BATAM, iNewsBatam.id – Subdit I Direktorat Reserse Kriminal Khusus (Ditreskrimsus) Polda Kepulauan Riau (Kepri) mengamankan dua kapal kayu di wilayah Perairan Kepri. Kedua kapal tersebut diduga mengangkut puluhan ton daging dan berbagai barang tanpa dokumen resmi yang berasal dari Singapura.
Kapal dengan kapasitas sekitar 113 Gross Tonnage (GT) itu diduga membawa sekitar 70 ton daging beku. Adapun jenis daging yang diamankan meliputi daging sapi, babi, dan ayam yang diketahui berasal dari Brasil.
Selain daging, petugas juga menemukan muatan lain berupa barang balpres hingga sepeda. Dalam aksinya, pelaku diduga menggunakan modus membawa ikan sebagai muatan awal.
Namun, saat berada di tengah laut, kapal mematikan sistem Automatic Identification System (AIS) sebelum memuat barang ilegal tersebut.
Kasubdit I Ditreskrimsus Polda Kepri, AKBP Paksi Eka Saputra, membenarkan adanya penangkapan dua kapal tersebut.
“Benar, ada penangkapan kapal pengangkut daging. Saat ini masih dalam proses penyelidikan,” ujar Paksi, Selasa (27/1/2026).
Ia menjelaskan, dua kapal itu memiliki tujuan akhir ke wilayah Pekanbaru dan Jambi, dan diamankan saat melintas di Perairan Kepri.
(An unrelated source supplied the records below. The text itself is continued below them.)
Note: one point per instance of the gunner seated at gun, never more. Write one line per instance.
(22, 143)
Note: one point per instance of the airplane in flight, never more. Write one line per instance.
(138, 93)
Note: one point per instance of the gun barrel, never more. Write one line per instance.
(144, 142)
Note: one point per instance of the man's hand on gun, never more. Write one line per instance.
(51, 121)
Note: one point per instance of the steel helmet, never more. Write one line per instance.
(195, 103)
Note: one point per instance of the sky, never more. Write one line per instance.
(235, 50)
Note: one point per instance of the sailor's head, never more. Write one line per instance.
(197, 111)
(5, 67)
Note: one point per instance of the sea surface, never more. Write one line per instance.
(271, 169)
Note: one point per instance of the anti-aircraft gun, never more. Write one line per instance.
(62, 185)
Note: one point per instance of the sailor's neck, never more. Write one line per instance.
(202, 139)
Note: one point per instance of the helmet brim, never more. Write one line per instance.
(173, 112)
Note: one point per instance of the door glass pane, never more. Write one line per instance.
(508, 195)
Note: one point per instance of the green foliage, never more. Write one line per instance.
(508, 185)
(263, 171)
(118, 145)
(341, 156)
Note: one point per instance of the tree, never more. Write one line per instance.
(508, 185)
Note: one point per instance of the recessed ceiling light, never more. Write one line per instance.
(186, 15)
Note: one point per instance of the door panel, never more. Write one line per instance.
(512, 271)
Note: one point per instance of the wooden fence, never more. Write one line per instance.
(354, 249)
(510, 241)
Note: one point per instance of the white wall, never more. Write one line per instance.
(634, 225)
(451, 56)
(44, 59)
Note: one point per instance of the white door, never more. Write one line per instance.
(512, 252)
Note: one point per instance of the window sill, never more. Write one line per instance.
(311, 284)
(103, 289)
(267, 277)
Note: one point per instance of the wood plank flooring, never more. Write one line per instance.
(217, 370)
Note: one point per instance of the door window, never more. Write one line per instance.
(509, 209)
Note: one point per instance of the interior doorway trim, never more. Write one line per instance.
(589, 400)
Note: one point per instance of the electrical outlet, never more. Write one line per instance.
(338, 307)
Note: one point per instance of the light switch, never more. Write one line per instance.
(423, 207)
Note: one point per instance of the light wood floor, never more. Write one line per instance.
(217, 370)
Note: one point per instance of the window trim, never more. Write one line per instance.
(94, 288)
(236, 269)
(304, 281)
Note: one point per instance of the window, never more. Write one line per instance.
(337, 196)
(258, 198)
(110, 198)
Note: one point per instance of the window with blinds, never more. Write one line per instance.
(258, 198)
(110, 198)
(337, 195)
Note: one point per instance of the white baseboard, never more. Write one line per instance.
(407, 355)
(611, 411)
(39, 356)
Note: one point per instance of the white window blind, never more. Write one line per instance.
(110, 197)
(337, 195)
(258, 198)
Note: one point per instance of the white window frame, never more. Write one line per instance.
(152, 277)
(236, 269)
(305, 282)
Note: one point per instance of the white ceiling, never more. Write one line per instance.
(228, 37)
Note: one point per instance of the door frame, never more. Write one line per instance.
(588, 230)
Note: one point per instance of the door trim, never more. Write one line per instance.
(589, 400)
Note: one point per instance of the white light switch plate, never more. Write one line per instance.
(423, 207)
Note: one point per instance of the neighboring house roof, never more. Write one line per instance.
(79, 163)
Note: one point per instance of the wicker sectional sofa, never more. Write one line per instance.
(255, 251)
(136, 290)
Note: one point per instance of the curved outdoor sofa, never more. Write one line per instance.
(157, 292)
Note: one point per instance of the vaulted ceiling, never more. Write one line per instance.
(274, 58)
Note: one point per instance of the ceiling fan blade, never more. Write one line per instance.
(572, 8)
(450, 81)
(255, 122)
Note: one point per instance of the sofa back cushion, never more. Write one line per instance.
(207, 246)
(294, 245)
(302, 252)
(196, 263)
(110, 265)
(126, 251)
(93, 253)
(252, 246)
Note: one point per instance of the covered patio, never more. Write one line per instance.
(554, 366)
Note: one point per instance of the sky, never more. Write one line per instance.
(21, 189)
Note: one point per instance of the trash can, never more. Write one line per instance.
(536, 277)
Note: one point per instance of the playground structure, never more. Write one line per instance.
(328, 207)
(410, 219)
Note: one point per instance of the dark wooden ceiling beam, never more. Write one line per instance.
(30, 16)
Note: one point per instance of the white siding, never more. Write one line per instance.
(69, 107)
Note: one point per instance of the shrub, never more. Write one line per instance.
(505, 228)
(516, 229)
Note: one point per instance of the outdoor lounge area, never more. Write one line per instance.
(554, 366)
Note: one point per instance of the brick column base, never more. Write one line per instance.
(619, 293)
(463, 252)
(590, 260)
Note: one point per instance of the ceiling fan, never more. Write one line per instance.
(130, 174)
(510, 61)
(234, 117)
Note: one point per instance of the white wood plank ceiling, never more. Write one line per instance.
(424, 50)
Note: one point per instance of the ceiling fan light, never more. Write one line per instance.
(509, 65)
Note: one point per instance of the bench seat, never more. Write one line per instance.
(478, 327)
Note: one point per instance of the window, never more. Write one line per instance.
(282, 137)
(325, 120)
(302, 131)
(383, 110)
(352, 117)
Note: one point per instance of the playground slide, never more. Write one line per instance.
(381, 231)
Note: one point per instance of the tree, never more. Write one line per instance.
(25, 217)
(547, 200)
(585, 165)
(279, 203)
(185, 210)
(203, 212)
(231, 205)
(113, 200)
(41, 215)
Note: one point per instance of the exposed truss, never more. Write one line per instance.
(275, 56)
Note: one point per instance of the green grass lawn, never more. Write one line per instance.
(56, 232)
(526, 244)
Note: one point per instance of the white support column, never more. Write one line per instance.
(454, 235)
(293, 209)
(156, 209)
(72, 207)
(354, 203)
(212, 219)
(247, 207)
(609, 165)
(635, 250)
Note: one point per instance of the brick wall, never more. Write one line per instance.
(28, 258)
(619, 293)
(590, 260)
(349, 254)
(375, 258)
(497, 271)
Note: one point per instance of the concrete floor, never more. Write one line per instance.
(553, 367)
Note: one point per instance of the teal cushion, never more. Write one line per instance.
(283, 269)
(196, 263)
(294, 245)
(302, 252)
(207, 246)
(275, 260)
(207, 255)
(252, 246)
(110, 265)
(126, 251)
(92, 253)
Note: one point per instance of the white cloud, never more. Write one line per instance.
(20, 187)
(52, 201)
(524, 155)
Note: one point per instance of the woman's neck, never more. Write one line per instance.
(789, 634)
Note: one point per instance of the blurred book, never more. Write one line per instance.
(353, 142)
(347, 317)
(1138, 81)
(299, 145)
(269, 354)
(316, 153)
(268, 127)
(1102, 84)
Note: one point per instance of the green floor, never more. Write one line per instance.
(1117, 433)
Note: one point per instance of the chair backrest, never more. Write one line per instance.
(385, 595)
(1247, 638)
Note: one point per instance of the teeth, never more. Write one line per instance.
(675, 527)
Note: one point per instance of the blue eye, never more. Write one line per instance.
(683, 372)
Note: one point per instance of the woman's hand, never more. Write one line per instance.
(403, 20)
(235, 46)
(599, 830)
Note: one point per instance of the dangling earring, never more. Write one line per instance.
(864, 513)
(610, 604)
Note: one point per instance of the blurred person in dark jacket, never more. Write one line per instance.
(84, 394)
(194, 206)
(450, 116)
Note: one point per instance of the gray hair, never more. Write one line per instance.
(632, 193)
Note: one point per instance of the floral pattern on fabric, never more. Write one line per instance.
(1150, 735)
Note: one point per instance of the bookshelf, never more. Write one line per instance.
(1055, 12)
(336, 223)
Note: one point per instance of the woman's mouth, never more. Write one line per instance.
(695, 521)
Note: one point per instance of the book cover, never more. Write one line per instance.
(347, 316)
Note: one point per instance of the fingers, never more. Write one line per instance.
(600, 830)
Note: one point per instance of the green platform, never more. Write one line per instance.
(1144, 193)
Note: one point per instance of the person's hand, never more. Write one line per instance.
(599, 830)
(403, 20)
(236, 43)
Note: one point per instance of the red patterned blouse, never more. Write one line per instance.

“Ada dua kapal yang diamankan. Kapal tersebut menuju Pekanbaru dan Jambi, dan melintas di perairan Kepri,” katanya.
Terkait jumlah awak kapal maupun rincian muatan, Paksi menyebut pihaknya masih melakukan pendalaman.
“Untuk jumlah yang diamankan dan rincian muatan masih dalam proses penyelidikan. Nanti akan kami sampaikan setelah pemeriksaan selesai,” ujarnya.
Saat ini, penyidik masih melakukan pemeriksaan terhadap kapal beserta awaknya. Polda Kepri berencana menyampaikan perkembangan kasus tersebut secara resmi melalui konferensi pers.